A depressão é também uma forma de silêncio social. Quem sofre sem lágrimas não encontra espaço para falar. Não há linguagem que traduza o vazio e não há metáfora que explique a ausência. E quando tenta falar, encontra incompreensão, encontra julgamento e encontra silêncio. A sociedade não sabe escutar o que não se diz em lágrimas. Não sabe reconhecer a dor que não se mostra em tristeza. Não sabe acolher o sofrimento invisível.

Mas há quem perceba. Há quem saiba escutar o silêncio, quem saiba observar os gestos e quem saiba reconhecer os sinais. São poucos, mas existem. São aqueles que não perguntam “estás triste?”, mas perguntam “ainda sonhas?”. São aqueles que não exigem lágrimas, mas oferecem presença. São aqueles que não julgam, mas acolhem. E é nessa escuta que começa a cura.

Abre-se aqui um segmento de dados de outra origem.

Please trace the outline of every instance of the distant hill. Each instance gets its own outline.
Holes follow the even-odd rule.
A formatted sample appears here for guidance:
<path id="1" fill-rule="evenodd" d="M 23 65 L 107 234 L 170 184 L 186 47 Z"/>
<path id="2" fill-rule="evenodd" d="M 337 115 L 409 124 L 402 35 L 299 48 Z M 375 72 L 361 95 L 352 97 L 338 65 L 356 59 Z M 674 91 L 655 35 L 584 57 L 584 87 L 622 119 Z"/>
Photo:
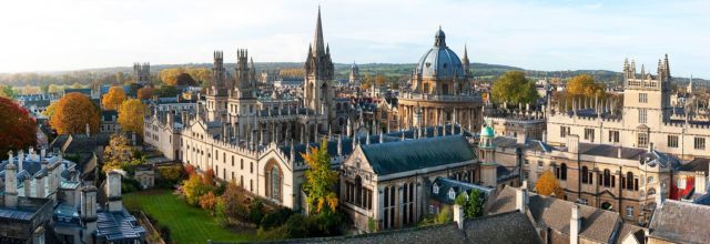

A cura não é rápida, não é fácil e não é linear. É feita de pequenos gestos, de pequenas presenças e de pequenas palavras. É feita de silêncio partilhado, de companhia discreta e de amor sem exigência. A cura não é arrancar a dor, mas aprender a viver com ela. Não é apagar o vazio, mas dar-lhe sentido. Não é eliminar a ausência, mas transformá-la em espaço de criação. Porque a depressão, mesmo sem tristeza, pode ser também fonte de revelação. Revelação da fragilidade humana, revelação da necessidade de escuta e revelação da importância da presença. Quem vive a depressão sem lágrimas descobre que a vida não se mede apenas em alegria, mas também em silêncio. Descobre que o valor da existência não está apenas nos momentos de entusiasmo, mas também na capacidade de suportar o vazio. Descobre que a dor invisível pode ser também caminho para a profundidade.

E assim, a depressão deixa de ser apenas doença. Torna-se experiência, torna-se travessia e torna-se aprendizagem. Não é apenas tristeza, é também silêncio, é também vazio e é também espera. É uma forma de estar no mundo que exige escuta, exige presença e exige amor.